Virga starts out as rain or snow. Rain can evaporate before reaching the ground when the air below the clouds is drier or warmer and absorbs the moisture. At high altitudes, virga starts as falling snow or ice crystals. Sometimes snow sublimates into water vapor as pressure changes around the flakes. More often, ice first melts into liquid water and then evaporates.

Usually, virga is not perfectly vertical. It usually falls straight or at an angle and then has a hooked shape near the bottom before it disappears. While wind shear can form the shape, the curl mainly arises from the way evaporation slows the rate of descent of the raindrops or snow crystals.

Virga Clouds

Altocumulus and altostratus clouds are the main types of clouds producing virga. However, it sometimes falls from high-altitude cumuliform clouds, where precipitation falls into drier air layer.

How to See Virga

Virga can occur anywhere, but it is extremely common in temperate zones and deserts. Good places for viewing virga include the prairies of Canada and the United States, the western portion of the United States, North Africa, the Middle East, and Australia.

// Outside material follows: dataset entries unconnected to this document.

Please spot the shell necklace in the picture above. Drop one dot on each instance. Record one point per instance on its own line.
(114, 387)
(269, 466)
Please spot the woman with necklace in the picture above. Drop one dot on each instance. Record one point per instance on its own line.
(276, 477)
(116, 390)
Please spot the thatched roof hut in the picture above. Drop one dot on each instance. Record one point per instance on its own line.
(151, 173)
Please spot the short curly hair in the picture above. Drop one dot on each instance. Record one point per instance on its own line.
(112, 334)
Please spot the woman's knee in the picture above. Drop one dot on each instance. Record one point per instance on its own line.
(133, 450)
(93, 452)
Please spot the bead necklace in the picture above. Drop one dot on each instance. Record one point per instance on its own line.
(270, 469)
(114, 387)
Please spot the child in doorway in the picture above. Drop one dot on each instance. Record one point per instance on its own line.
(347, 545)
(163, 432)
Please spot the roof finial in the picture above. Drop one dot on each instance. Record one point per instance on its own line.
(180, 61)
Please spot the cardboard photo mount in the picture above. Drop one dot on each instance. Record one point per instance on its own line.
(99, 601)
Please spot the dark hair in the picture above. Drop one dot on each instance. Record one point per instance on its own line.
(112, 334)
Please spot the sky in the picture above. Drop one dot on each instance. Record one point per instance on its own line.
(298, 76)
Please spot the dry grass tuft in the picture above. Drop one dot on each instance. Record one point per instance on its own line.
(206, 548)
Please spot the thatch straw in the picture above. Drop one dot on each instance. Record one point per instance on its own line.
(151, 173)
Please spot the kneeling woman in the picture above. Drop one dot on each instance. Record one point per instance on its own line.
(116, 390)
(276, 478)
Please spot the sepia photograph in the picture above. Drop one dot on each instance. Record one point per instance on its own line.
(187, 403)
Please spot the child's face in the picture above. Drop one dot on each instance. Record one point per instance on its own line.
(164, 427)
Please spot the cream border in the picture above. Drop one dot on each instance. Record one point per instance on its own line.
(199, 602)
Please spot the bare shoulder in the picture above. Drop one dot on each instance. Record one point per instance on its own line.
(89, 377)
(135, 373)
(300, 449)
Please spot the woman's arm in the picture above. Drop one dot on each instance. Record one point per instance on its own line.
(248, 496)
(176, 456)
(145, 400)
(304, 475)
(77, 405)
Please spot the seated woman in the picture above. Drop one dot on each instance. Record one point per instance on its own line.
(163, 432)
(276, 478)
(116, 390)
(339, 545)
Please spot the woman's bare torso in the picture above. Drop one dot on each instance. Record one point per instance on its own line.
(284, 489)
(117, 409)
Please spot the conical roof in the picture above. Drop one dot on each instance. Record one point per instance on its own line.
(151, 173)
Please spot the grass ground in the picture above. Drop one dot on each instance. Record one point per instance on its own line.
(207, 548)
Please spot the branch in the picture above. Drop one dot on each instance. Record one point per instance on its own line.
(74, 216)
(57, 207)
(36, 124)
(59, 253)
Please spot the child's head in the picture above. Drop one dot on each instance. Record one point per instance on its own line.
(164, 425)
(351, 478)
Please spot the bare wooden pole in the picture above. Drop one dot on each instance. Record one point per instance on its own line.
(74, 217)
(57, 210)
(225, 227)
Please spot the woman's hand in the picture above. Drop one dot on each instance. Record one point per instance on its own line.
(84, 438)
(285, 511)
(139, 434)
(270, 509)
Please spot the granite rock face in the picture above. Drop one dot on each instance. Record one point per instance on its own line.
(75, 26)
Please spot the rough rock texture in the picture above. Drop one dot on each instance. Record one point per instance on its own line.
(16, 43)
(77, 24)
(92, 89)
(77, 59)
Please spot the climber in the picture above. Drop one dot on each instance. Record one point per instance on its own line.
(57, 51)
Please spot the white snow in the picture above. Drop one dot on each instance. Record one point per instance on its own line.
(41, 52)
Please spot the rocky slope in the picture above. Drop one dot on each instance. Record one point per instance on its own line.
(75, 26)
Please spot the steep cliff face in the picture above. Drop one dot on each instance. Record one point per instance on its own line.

Viewing is easiest just around sunrise and sunset. Sunlight illuminates the precipitation, which otherwise appears to fade into the sky.

Is Virga Dangerous?

Virga is beautiful, but it can be dangerous. Water has a high heat of vaporization, so the phase transition from liquid water into water vapor removes a lot of heat from the air. The mass of cold air rapidly descends, potentially forming either a wet or dry microburst that poses a risk to aircraft or may even damage property on the ground.

Precipitation that evaporates at a high altitude experiences compression as the air mass falls. The water vapor changes back into a liquid, releasing heat, and causing wind gusts and a downburst. If the heat allows the air to reabsorb the water as vapor, the result can be a heat burst. While rare, heat bursts cause sudden temperature change at the surface and dry, potentially damaging wind. The highest recorded temperatures of a heat burst exceed 50 °C (122 °F). Heat bursts sometimes accompany weakening spring and summer thunderstorms and usually occur at night.

Virga on Other Planets

Earth is not the only place that experiences virga, although it does not always involve water elsewhere in the solar system. On Venus, sulfuric acid rain evaporates before it reaches the ground because the planet’s surface is so hot. NASA’s Phoenix lander observed virga snow falling from clouds on Mars. Jupiter and other gas giants also have virga.